Famiglia botanica: Labiate

Tipo: Medicinale commestibile

Dove si può trovare: Fino a 600 m di altezza.

Parti utilizzate: Fiori e foglie (raccolti all’inizio dell’estate).

Curiosità: Fu introdotto in Italia dai Romani tramite il Medio Oriente e la Grecia ed è sempre stata considerata un’erba aromatica per eccellenza, cara alla cucina mediterranea dove viene largamente utilizzata per aromatizzare deliziosamente varie pietanze. L’olio essenziale viene inoltre utilizzato per liquori (per es. nella preparazione della famosa “Chartreuse”), profumi e saponi e per l’aromaterapia. In secoli recenti, un vaso di basilico sul balcone di una fanciulla era interpretato come segnale della sua disponibilità a ricevere l’innamorato.
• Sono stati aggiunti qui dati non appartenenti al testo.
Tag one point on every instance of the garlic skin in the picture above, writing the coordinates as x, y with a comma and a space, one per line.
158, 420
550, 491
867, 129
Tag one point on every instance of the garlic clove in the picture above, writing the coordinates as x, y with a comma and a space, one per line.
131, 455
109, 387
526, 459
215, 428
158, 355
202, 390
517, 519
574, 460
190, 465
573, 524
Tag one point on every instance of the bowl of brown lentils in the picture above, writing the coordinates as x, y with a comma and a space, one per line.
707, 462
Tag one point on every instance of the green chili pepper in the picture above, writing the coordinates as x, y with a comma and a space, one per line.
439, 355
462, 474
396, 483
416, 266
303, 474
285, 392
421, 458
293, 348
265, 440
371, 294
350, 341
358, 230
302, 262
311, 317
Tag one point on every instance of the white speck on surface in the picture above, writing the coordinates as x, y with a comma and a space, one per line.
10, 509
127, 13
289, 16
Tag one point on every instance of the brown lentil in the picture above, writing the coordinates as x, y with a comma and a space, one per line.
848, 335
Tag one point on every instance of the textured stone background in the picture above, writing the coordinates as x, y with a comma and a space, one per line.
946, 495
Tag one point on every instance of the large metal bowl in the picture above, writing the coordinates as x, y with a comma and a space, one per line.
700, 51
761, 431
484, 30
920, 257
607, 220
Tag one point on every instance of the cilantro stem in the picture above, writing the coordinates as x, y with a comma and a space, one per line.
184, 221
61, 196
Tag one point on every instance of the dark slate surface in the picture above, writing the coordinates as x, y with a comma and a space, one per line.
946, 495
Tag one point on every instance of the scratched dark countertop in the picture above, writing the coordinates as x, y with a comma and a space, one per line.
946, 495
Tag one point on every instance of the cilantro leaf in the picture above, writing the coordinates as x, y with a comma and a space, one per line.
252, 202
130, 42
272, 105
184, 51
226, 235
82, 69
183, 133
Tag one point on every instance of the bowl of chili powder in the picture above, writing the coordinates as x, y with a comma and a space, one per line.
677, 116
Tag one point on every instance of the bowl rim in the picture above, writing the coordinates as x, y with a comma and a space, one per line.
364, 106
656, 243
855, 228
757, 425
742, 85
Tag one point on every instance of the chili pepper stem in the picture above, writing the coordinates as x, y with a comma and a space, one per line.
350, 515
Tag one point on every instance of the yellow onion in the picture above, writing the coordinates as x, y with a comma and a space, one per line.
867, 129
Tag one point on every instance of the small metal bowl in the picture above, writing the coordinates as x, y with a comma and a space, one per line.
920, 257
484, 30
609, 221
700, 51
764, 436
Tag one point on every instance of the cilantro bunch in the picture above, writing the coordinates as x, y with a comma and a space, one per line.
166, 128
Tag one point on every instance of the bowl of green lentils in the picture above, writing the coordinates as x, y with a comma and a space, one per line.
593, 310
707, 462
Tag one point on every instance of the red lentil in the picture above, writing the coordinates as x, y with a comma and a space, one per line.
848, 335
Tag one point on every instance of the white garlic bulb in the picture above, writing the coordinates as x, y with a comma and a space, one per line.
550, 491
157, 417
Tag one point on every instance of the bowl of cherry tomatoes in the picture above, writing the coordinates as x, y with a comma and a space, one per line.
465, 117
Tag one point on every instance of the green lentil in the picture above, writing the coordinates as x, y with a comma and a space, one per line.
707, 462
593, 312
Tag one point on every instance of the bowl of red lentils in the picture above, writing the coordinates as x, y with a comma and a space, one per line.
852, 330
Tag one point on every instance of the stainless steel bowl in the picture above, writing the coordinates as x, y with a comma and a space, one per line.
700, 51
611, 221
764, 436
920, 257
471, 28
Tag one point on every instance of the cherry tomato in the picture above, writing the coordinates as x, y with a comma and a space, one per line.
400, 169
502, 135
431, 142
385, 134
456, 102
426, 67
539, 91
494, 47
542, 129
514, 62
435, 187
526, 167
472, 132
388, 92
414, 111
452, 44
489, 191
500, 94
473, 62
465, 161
Usi: Foglie fresche: si usa in cucina e, strofinato sulla pelle, è utile contro le punture di zanzare o acne. Infuso di parti aree secche: 3 g in 100 ml di acqua bollente per 20 minuti. Dose: due tazze al giorno a stomaco vuoto. Per aumentare latte materno, prolungare tempo di infusione a 40 minuti. Per afte alla bocca, infusione lunga per sciacqui. Vino medicinale: 50 g di basilico secco in 1 l di vino bianco, a macerare per 20 giorni. Dose: 3-4 bicchierini al giorno (per curare nervi e stomaco).

Come si usa: Fresco, infusi, tintura madre, vino medicinale, olio essenziale.

Prescrizioni: Problemi dell’apparato digerente (stomaco in particolare), intestino pigro, spasmi, vomito, tosse e pertosse, vertigini, allergie, insonnia dei bambini, ipereccitabilità del cuore, scarsa secrezione di latte materno, afte della bocca, vermi intestinali.

Azione: Stomachica, antisettica, antibiotica, antiparassitaria, antispastica, carminativa, digestiva, emmenagoga, tossifuga.